Money is the primary language of America, followed by English, distantly.Power is the language of our government. Both of these, and disinformation, are the lifeblood of the vilest, most manipulative and psychotically symptomatic president of all time, Donald Trump. This trifecta, the public castration of Trump by corporate America, American democracy, and Twitter, can strip him of his money, power, and the ability to distribute misinformation with ease. It may be the only way that America can rid itself of this cancer. We can only hope.


Works Cited:


Hiltzik, Michael. “Column: Corporations ‘Suspend’ Political Donations — but Citizens United is the Real Problem.” Yahoo Finance, https://finance.yahoo.com/news/column-corporations-suspend-political-donations-213549415.html. 15 January, 2021.

Jarvis, Jacob. “Donald Trump Makes the GOP Better, Most Republicans Still Think: Poll.” Newsweek Politics, 14 January, 2021. www.newsweek.com/donald-trump-makes-gop-better-most-republicans-still-think-poll-1561485%3famp=1. 15 January, 2021.

Lamnisos, D. Lambrianidou, G. and Middleton, N. Biomed. “Small-area Socioeconomic Deprivation Indices in Cyprus: Development and Association with Premature Mortality.” BMC Public Health, 22 May, 2019, www.bmcpublichealth.biomedcentral.com. 15 January, 2021.

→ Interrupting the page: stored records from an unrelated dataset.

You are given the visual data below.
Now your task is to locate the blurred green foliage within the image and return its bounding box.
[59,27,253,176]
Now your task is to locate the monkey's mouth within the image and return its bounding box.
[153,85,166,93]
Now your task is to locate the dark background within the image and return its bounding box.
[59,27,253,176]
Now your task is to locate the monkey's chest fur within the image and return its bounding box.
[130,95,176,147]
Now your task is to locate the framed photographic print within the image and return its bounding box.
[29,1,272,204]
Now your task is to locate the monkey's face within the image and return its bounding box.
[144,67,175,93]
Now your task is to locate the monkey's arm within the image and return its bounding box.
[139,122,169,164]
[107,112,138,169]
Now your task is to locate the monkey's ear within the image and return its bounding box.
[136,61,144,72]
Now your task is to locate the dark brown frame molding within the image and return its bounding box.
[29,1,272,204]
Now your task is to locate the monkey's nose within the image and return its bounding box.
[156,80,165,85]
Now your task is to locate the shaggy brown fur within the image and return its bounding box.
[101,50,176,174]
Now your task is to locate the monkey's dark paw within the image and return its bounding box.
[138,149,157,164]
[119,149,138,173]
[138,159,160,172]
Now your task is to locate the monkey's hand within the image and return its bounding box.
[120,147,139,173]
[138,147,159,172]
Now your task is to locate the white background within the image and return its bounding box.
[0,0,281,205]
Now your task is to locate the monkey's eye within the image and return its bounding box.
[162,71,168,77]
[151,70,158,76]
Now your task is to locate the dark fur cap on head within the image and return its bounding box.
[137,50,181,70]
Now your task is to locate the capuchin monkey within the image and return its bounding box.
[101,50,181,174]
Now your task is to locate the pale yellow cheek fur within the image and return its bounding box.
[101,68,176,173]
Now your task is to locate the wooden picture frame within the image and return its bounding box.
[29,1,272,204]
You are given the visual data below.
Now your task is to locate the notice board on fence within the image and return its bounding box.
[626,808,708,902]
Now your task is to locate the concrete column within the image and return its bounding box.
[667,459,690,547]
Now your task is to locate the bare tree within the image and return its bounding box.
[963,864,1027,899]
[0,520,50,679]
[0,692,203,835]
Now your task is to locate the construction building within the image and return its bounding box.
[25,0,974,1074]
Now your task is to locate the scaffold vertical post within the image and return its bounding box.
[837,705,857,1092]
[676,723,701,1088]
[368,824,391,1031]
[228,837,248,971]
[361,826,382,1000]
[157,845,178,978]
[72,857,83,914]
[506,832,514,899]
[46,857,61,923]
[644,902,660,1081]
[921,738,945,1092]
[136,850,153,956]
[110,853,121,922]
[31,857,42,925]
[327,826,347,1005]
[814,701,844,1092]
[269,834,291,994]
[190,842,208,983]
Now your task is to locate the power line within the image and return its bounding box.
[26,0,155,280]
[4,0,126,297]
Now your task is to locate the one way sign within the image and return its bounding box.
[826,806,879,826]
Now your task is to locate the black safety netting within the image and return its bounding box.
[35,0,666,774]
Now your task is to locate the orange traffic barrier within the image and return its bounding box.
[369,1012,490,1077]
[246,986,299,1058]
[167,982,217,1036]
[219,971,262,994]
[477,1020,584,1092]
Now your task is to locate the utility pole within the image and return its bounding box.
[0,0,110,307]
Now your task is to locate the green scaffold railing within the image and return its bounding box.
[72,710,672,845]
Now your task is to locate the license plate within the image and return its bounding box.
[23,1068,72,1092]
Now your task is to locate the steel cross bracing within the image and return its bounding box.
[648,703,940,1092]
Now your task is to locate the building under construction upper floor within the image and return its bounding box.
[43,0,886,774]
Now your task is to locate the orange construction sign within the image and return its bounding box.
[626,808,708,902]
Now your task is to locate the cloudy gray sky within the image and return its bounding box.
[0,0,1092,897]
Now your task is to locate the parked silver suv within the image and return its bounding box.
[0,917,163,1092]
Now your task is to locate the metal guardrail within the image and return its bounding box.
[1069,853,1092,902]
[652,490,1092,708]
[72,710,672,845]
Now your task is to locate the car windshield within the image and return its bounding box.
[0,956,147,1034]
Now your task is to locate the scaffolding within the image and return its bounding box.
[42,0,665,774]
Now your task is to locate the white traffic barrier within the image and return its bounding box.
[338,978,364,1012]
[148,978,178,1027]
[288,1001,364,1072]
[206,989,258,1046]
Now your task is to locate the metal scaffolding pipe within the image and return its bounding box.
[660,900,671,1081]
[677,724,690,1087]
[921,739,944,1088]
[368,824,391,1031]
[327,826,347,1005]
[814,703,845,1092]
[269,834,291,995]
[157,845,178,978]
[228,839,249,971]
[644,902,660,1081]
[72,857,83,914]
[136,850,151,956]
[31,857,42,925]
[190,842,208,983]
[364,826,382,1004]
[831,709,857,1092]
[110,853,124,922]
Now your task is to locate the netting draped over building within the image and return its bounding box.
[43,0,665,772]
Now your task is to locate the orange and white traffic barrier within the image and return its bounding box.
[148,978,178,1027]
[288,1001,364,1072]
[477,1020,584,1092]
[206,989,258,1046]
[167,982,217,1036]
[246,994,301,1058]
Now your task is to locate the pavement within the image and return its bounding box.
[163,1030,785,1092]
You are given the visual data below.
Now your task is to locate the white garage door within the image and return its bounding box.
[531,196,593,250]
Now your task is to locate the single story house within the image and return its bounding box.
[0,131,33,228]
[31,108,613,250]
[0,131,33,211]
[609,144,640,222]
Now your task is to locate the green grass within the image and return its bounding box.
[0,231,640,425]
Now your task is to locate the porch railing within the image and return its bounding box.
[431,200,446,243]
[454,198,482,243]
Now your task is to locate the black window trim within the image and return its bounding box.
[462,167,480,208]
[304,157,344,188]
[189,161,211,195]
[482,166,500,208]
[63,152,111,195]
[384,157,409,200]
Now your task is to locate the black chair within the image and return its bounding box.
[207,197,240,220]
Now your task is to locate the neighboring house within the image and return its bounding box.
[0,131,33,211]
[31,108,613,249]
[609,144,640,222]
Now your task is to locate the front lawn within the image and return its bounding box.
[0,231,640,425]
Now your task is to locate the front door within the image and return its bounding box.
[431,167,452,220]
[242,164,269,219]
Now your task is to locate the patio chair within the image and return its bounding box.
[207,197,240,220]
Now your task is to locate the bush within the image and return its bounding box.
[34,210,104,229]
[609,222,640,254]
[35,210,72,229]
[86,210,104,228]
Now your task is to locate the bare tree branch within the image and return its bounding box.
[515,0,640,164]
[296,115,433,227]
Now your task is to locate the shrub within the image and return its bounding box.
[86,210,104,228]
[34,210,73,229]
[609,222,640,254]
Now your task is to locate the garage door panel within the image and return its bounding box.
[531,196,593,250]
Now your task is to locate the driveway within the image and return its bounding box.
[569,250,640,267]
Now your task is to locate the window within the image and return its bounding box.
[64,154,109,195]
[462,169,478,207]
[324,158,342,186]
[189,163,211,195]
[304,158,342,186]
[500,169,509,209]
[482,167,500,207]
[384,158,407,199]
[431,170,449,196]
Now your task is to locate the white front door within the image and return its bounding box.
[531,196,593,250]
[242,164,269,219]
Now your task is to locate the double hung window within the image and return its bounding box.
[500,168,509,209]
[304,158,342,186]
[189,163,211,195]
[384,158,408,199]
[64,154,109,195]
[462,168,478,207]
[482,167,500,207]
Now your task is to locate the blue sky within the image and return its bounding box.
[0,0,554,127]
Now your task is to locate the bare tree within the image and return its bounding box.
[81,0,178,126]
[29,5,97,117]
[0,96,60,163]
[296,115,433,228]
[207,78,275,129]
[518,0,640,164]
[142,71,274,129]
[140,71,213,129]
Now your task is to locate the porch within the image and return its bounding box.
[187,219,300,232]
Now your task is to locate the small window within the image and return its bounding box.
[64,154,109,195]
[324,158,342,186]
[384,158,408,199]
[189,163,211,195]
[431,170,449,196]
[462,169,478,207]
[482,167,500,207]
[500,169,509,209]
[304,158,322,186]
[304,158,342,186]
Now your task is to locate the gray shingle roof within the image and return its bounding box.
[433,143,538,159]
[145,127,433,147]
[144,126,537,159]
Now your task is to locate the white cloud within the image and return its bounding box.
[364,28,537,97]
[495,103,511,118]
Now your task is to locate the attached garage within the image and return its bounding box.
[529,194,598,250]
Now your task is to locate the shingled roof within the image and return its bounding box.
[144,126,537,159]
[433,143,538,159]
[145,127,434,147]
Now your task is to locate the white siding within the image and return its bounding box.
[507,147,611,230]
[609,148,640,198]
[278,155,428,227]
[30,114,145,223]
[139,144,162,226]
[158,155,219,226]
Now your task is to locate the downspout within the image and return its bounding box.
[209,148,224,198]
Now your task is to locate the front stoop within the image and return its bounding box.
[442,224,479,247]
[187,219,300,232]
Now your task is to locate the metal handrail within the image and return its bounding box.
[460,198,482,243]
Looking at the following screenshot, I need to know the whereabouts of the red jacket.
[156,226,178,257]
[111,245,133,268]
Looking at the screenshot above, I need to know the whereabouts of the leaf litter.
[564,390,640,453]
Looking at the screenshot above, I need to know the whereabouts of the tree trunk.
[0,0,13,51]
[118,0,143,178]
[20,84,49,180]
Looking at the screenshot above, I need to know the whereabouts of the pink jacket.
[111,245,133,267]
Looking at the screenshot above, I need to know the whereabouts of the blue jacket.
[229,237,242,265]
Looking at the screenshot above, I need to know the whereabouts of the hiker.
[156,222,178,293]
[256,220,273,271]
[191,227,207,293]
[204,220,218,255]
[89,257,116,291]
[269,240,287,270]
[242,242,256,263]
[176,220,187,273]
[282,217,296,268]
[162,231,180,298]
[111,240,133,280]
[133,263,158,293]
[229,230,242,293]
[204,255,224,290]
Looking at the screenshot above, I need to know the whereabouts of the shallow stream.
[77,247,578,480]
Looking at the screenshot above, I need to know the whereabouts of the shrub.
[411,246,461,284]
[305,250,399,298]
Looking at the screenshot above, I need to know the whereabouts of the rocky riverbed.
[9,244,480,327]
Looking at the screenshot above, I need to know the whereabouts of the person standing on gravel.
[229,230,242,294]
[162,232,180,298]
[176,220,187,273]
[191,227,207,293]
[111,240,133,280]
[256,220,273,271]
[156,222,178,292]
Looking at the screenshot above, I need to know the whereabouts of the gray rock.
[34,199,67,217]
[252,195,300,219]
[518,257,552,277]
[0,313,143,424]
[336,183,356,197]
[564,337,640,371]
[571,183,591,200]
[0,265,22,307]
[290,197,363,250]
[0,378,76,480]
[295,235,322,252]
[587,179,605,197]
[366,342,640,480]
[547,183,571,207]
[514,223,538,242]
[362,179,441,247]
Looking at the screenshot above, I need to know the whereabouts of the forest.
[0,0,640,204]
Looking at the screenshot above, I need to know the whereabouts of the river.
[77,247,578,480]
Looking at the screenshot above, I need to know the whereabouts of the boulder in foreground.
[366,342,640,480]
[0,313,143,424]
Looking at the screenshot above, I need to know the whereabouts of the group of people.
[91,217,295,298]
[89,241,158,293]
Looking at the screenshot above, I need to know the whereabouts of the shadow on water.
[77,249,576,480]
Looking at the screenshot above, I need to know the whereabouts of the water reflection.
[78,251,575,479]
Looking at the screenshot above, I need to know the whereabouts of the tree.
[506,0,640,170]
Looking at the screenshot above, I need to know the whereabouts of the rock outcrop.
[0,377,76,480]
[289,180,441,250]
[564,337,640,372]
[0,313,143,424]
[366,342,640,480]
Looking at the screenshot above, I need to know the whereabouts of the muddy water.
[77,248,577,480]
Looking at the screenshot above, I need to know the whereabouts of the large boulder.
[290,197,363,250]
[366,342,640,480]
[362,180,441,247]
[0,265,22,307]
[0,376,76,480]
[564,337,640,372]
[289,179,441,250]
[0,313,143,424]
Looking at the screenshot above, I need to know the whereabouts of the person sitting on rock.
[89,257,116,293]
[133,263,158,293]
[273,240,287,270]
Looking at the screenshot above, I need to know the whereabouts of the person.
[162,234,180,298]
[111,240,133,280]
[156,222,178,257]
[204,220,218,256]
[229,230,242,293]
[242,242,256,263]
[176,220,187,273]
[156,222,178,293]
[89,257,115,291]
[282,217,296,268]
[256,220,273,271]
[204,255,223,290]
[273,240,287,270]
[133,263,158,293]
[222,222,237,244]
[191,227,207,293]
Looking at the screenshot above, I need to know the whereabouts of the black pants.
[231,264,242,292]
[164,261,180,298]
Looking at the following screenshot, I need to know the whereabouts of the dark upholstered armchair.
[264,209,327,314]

Lempinen, Edward. “Despite Drift Toward Authoritarianism. Trump Voters Stay Loyal. Why?” Berkely News, 7 December, 2020, http://news.berkely.edu/2020/12/07/despite-drift-toward-authoritarianism-trump-voters-stay-loyal-why. 15 January, 2021.

Lewis, Tonya. “The ‘Shared Psychosis’ of Donald Trump and His Loyalists.” Scientific American Behavior and Society, 11 January, 2021. www.scientificamerican.com/article/the-shared-psychosis-of-donald-trump-and-his-loyalists. 15 January, 2021.

Riley, Charles. “Deutsche Bank Won’t Do Any More Business with Trump.” CNN Business, 12 January, www.cnn.com/2021/01/12/investing/deutsche-bank-trump/index.html. 15 January, 2021.